People saying that Joe Biden or Donald Trump or whoever is “God’s candidate” are fundamentally disunderstanding the relationship between God and government.

Our Christian Duty to remind leaders of their duty before God to those with the least power

So even if the president is the one you want – or not the one you want least – as a Christian, as members of the kingdom of priests, it is still our duty to remind the president and our elected officials that they lead under God and it is not simply their duty to do right by a select few; that,
like Nathan told David
and Elijah told Ahab,
they may not use their office to enrich themselves and to wrongfully take whatever they want. Taxes are expected and permitted, but not theft.

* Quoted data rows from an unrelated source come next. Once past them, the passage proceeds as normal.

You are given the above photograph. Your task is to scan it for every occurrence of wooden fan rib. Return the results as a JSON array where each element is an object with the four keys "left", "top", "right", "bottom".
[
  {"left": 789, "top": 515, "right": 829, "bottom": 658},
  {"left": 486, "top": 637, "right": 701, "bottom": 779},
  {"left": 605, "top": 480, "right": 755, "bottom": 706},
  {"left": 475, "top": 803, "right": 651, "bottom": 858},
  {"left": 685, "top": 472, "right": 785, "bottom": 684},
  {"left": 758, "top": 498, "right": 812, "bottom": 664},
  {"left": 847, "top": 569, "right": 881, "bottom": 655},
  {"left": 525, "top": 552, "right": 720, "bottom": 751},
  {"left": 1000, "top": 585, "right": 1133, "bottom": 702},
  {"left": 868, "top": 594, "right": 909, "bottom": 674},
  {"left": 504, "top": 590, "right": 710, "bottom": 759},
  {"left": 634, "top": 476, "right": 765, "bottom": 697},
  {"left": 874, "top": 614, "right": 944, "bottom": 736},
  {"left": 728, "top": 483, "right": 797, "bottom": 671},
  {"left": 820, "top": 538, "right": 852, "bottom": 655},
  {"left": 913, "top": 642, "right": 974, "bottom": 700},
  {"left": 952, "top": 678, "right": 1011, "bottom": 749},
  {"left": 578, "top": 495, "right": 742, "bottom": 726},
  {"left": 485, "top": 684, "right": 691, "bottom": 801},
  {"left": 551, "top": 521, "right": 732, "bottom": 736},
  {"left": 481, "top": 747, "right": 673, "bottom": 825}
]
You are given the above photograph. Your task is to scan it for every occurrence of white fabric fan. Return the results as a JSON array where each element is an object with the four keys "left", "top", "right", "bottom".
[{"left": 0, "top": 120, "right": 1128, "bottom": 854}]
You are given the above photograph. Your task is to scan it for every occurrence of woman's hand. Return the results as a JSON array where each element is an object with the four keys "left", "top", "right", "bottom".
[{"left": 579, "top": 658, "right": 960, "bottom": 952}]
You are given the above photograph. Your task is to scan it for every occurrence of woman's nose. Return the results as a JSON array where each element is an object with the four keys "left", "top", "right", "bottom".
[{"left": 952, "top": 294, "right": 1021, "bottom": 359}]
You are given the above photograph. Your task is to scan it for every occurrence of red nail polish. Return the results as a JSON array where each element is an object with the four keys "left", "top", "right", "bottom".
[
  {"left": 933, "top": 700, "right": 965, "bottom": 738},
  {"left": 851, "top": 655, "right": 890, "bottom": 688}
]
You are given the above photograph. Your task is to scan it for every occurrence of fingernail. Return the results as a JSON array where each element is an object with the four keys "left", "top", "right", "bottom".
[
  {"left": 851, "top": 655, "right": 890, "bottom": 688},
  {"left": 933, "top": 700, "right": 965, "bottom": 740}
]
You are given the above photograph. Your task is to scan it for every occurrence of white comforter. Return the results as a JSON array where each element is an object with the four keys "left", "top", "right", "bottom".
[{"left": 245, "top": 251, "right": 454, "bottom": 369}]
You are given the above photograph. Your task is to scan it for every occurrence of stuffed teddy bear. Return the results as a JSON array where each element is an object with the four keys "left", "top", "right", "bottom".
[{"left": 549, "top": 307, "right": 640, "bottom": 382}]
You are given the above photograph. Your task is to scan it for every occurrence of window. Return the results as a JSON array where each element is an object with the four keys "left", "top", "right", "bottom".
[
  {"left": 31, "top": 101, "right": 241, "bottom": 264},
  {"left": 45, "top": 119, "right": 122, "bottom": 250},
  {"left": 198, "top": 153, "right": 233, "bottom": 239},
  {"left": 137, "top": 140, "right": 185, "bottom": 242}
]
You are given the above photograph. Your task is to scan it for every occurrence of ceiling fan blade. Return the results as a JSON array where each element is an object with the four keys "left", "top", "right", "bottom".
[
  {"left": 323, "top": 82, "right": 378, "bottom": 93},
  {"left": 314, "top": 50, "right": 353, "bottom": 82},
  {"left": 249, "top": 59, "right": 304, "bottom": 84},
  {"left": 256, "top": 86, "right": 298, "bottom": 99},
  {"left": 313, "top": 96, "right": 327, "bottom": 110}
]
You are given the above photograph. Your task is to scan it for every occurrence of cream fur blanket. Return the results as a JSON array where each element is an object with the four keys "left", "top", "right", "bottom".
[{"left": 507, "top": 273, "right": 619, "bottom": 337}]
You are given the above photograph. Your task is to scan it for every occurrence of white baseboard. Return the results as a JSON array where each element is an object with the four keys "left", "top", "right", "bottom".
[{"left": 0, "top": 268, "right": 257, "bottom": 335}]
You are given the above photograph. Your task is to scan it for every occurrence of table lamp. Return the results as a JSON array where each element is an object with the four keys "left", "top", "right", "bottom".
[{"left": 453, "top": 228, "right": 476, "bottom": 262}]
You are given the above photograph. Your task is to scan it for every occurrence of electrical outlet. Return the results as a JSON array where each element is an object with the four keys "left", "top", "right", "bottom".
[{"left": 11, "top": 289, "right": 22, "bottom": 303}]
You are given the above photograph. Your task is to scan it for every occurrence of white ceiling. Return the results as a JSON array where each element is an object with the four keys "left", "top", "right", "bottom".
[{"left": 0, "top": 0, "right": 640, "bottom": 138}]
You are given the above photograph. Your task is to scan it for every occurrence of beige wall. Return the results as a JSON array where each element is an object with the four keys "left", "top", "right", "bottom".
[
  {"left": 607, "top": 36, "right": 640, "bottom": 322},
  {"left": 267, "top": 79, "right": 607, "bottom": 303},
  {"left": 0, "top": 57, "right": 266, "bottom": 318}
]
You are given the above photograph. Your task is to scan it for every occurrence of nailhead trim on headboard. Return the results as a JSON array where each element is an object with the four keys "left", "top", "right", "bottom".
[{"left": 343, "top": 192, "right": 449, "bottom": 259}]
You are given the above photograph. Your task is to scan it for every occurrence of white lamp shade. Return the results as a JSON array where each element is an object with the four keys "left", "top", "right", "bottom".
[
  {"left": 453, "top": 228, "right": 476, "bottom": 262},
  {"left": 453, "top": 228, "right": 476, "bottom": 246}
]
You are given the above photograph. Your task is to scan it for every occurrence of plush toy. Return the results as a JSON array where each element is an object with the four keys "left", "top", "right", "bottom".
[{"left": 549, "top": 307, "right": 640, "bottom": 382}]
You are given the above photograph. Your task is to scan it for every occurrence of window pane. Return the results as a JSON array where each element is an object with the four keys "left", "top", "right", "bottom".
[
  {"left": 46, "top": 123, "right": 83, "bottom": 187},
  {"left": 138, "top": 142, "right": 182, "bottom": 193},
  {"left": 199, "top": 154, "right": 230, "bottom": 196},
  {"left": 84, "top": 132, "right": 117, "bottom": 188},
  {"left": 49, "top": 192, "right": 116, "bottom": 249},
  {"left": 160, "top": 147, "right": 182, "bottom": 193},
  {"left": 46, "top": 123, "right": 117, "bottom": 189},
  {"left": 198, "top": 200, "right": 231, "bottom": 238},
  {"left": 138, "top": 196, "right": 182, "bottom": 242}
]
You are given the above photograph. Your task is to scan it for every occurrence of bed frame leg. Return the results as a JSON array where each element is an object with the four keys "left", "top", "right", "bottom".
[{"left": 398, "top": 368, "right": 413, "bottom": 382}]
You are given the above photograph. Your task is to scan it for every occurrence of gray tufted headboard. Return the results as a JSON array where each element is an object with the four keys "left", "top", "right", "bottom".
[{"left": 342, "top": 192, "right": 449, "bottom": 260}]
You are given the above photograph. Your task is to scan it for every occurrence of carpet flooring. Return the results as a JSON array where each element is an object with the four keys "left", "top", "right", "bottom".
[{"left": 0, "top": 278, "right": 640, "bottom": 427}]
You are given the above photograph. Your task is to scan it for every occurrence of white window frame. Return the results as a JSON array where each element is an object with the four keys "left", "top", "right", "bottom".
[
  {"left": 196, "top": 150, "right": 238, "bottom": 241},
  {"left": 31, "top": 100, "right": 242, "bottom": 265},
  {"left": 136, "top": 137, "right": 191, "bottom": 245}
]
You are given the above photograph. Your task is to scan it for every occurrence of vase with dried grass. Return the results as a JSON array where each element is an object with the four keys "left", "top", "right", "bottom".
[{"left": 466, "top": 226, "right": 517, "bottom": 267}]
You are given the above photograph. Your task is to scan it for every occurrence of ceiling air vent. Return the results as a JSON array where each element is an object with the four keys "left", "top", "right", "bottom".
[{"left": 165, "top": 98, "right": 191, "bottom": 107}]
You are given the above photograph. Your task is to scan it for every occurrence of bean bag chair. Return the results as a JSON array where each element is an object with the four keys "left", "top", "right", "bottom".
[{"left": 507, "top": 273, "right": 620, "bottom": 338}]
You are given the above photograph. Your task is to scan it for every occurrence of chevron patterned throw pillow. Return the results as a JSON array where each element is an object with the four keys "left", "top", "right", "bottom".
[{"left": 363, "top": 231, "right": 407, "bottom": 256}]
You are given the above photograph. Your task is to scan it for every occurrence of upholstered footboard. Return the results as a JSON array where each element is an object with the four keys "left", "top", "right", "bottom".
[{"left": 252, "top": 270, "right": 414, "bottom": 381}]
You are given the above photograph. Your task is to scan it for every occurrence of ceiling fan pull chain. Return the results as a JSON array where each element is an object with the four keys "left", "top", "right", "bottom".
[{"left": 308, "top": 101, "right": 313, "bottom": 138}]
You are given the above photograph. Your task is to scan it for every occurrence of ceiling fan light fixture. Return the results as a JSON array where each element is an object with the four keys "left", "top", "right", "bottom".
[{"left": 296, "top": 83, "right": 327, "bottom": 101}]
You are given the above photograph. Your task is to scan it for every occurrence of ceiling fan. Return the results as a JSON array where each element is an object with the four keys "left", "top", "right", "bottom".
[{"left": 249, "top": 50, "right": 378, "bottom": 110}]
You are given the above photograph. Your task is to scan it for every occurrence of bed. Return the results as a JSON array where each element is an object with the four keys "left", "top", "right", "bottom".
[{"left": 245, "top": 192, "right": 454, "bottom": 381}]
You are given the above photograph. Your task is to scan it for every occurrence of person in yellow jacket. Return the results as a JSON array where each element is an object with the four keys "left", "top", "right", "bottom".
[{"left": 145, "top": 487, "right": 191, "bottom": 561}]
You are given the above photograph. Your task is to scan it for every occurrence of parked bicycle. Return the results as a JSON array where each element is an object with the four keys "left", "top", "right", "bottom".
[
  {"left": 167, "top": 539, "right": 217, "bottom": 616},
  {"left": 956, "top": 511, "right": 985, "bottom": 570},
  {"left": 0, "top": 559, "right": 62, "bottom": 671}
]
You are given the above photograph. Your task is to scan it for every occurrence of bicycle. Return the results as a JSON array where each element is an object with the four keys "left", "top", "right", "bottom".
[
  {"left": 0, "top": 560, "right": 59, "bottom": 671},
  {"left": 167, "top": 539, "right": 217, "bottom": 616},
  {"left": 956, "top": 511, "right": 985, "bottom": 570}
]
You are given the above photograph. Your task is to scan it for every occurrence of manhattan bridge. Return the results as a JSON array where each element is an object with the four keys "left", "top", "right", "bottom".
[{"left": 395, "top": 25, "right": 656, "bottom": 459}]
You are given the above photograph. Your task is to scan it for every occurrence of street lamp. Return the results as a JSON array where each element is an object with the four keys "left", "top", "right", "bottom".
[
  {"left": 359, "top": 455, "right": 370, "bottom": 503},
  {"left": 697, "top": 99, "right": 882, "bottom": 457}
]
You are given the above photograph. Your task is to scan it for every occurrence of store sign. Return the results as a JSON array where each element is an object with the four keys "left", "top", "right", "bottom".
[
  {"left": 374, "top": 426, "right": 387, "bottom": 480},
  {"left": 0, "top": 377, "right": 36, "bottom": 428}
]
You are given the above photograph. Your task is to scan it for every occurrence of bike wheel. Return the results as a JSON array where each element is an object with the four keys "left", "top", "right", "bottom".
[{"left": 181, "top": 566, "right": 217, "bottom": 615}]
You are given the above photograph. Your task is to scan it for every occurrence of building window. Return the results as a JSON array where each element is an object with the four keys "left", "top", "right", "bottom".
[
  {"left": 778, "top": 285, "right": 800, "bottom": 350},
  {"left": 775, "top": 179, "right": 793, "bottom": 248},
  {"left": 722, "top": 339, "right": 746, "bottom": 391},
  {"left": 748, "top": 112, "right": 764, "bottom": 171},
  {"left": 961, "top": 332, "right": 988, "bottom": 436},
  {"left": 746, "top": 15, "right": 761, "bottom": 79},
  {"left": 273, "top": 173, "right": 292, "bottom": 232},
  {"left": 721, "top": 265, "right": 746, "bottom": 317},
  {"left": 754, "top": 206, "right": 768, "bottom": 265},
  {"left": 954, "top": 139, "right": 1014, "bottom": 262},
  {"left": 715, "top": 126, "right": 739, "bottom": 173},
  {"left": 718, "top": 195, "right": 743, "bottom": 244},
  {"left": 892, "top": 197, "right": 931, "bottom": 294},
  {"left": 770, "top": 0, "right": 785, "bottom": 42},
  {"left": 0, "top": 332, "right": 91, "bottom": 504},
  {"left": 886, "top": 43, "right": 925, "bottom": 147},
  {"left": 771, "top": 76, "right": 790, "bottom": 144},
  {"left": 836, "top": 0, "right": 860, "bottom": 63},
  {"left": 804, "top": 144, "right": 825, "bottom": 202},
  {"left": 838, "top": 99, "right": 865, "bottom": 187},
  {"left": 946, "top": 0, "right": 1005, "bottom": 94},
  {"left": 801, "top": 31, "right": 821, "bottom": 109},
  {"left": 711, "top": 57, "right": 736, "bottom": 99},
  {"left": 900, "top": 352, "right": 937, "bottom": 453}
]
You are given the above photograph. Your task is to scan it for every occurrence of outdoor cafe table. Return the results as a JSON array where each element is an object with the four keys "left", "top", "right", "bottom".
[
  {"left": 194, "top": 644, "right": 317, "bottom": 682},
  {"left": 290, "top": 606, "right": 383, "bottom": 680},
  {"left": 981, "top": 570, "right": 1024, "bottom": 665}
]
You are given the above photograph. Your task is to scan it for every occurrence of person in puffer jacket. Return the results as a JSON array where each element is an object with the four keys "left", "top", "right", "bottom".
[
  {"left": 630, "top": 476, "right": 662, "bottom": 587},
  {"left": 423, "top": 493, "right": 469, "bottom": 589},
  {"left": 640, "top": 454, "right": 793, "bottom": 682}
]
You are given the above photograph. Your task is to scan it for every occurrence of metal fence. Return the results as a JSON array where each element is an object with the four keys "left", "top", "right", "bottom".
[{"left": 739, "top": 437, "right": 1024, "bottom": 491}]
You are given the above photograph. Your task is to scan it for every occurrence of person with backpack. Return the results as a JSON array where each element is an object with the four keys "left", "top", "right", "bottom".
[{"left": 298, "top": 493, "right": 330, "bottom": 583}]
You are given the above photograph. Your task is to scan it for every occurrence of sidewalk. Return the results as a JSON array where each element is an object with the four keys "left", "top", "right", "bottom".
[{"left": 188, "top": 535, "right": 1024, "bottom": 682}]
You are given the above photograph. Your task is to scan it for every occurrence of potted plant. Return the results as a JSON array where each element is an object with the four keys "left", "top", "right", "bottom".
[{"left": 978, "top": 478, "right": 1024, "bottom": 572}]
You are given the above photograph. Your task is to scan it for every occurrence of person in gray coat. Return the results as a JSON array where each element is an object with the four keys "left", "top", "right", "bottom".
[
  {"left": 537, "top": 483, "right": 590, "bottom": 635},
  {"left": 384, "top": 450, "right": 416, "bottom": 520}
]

They are called to do right by the least powerful, not just the most powerful.

In a few months we’re going to have an election. We as a “kingdom of priests,” as voters, will take part in deciding who will lead our country. And it’s so important that we not say, “This candidate is God’s choice.” Every candidate on the ballot is a flawed human who will need the voice of a prophet in their declaring loudly in their ear, “No, it is not ok to treat people that way.”

The prophets speak up for those who can’t bend the king’s ear. In one story, the servant of the prophet is speaking to the king when a widow arrives, and he helps her.

Choose the one who’s going to need the least prophetic input

The king, the president you want, is the one who is going to need the least prophetic input to do what’s right. Nobody is going to do everything right, and if you have a candidate or president you think is doing everything right, who is God’s annointed, that’d be a good time to make sure your faith hasn’t been co-opted by that candidate.

Closing Prayer

God in your mercy, help us as we vote and as we think about your world, to not give in to the easy answers, to thinking if we just get this candidate in office, your Kingdom will come. Protect our hearts from the allure of princes and presidents, and usher in your gentle reign, the day when we will no longer need the stopgaps of police and armies, when your love will rule under all, we pray in Jesus’ name, Amen.

A few sources

I am indebted to Jesus for President by Shane Claiborne and Chris Haw, and to Walter Brueggemann’s commentary on Samuel, for inspiration for this sermon.